Perda KTR Abaikan Keputusan Sidang Sengketa Perundangan

   •    Jumat, 14 Dec 2018 18:42 WIB
perda rokok
Perda KTR Abaikan Keputusan Sidang Sengketa Perundangan
ilustrasi Medcom.id

Jakarta: Peraturan Daerah (Perda) Kawasan Tanpa Rokok  (KTR) Kota Bogor menuai polemik. Alasannya peraturan tersebut tidak mempedulikan hasil pertemuan dari hasil sengketa non-litigasi di Direktorat Jenderal Peraturan Perundang Undangan Kementerian Hukum dan Hak Asasi Manusia (Kemenkumham).

Dalam sidang tersebut memutuskan agar Perda tersebut disesuaikan dengan Peraturan Pemerintah Nomor 109 Tahun 2012 tentang Pengamanan Bahan yang Mengandung Zat Adiktif Berupa Produk Tembakau bagi Kesehatan.  

"Perda tidak boleh bertentangan dengan peraturan yang lebih tinggi. Tidak
boleh bertentangan dengan nilai umum dan kesusilaan," kata Agus, Jumat, 14 Desember 2018.

Perda KTR memberikan masalah bagi para pelaku usaha, terkait pelarangan
pemajangan produk rokok di toko-toko ritel di Bogor, sedangkan peraturan
nasional yang wajib menjadi acuan dalam menyusun Perda tidak melarang hal
ini. 

Agus mengatakan Pemkot seharusnya hanya membuat aturan yang sesuai dengan kewenangannya.
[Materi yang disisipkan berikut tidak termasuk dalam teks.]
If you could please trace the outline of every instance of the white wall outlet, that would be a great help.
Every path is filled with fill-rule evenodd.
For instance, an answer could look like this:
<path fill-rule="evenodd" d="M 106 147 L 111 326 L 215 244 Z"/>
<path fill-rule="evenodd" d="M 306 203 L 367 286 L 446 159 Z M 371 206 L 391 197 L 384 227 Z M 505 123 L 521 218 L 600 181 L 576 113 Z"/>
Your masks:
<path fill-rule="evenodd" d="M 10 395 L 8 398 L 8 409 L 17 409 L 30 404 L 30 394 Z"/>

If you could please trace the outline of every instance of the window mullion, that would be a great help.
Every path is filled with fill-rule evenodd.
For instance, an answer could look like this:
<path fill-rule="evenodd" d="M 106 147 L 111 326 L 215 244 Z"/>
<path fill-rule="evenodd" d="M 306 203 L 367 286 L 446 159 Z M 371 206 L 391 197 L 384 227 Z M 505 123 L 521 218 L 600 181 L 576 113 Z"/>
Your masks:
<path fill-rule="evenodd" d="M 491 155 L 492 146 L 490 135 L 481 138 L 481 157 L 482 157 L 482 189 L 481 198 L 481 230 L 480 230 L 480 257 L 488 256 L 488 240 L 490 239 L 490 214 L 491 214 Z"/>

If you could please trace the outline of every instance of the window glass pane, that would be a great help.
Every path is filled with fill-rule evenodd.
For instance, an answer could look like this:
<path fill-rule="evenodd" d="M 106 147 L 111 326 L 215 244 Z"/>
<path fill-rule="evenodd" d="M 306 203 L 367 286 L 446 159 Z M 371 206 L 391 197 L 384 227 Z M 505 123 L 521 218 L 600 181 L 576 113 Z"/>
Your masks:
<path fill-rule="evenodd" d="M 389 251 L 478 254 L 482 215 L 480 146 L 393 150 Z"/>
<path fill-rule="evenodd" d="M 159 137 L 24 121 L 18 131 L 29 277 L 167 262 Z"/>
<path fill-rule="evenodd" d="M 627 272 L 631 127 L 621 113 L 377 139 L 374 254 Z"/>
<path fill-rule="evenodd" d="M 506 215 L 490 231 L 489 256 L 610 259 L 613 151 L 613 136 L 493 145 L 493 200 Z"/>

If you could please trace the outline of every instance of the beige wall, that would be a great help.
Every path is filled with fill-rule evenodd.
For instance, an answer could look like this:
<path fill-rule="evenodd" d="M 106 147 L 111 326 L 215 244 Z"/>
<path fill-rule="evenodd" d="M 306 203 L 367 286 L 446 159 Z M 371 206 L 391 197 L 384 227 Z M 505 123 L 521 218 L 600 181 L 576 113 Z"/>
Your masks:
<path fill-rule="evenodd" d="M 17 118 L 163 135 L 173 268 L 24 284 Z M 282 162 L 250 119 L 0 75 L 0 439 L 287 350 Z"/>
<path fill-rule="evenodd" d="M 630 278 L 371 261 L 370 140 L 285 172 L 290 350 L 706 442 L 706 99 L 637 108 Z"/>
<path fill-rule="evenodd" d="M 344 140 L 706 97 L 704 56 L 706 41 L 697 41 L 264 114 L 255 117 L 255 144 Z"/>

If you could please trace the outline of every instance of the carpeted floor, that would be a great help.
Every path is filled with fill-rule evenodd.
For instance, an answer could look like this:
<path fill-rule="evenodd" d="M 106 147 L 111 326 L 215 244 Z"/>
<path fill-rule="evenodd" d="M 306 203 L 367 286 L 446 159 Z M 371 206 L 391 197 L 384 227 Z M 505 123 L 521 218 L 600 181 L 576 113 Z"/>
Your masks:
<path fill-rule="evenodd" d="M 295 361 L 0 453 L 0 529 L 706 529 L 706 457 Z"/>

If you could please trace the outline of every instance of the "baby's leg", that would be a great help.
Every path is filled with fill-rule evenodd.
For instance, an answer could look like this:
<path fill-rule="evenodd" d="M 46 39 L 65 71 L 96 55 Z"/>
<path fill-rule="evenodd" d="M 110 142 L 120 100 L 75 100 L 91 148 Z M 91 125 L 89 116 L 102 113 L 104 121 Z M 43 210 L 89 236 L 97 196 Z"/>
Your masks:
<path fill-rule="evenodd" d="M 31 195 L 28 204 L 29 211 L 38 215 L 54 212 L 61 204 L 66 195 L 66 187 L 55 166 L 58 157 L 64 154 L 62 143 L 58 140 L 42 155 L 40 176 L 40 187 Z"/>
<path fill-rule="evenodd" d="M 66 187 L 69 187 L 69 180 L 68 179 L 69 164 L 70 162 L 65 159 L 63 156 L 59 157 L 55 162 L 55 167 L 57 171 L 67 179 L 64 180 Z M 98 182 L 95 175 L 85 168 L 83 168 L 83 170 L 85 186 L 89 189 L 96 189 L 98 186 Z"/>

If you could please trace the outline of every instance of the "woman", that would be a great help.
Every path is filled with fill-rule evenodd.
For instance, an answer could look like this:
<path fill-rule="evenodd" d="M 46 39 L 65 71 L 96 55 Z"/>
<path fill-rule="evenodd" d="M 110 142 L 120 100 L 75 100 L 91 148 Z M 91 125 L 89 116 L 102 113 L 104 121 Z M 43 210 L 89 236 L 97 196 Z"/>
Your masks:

Maka itu, Kemendagri, sambungnya, senantiasa mengkaji setiap perda yang dinilai bertentangan dengan aturan yang lebih tinggi.

Terkait kontroversi Perda KTR, Kemendagri sudah memfasilitasi soal Perda KTR ini dalam bentuk Surat Dirjen Otonomi Daerah atas nama Menteri Dalam Negeri, Tjahjo Kumolo. 

"Gubernur adalah wakil pemerintah pusat dan pembina kabupaten kota. Kami meminta Gubernur Jawa Barat untuk klarifikasi adanya Perda KTR ini," ujarnya.  

Peraturan KTR Kota Bogor melarang pemajangan produk tembakau atau rokok di toko-toko ritel modern menuai protes dari berbagai kalangan, termasuk warga usaha yang berada di Kota Bogor.

Juru Bicara Gabungan Produsen Rokok Putih Indonesia (Gaprindo), Estyo Herbowo, menyesalkan sikap Pemkot Bogor yang tidak menjalankan putusan dari hasil sidang non-litigasi. 

“Kami mendukung adanya Perda KTR, tetapi dalam penyusunannya kami tidak pernah dilibatkan apalagi dikonsultasikan mengenai isi yang ada di dalam Perda tersebut. Padahal, Pihak Pemkot sudah menandatangani kesepakatan yang difasilitasi oleh Kementerian Hukum dan HAM pada bulan September,” katanya.

Sampai beleid ini disahkan, Estyo meneruskan, seluruh pemangku kepentingan yang hadir di acara diskusi Perda KTR ini tidak juga dilibatkan. “Pihak Pemkot sepakat bahwa konten aturan akan menyesuaikan dengan PP 109 Tahun 2012. Tapi, sampai hari ini, kita baru tahu bahwa Raperda sudah disahkan, dan isinya tetap bertentangan dengan Peraturan Nasional,” tegasnya.

Berdasarkan hasil sidang non-litigasi yang dihadiri Gaprindo-Aprindo dan Pemkot Bogor pada September 2018 lalu, memutuskan agar Perda tersebut disesuaikan dengan Peraturan Pemerintah Nomor 109 Tahun 2012. Sebab, dalam Pasal 31 dan Pasal 50 Ayat pada PP 109 Tahun 2012 tidak memuat ketentuan larangan pemajangan produk rokok. Namun dalam Pasal 16 Perda KTR Bogor justru menyebutkan larangan penjualan rokok dengan memperlihatkan secara jelas jenis dan produknya. 

Sementara itu, Anggota DPRD Bogor, yang merupakan Ketua Panitia Khusus Perda KTR Faisal Alatas mengatakan, revisi yang ada saat ini memang tidak mengalami banyak perubahan dari versi sebelumnya. 

"Berdasarkan Undang-undang Kebijakan Daerah, jika ada beberapa poin saja yang menjadi perubahan, maka tidak perlu dibuat Perda baru, cukup revisi. Memang, ada beberapa poin yang berubah dalam revisi Perda KTR Nomor 12 ini," ujar Faisal.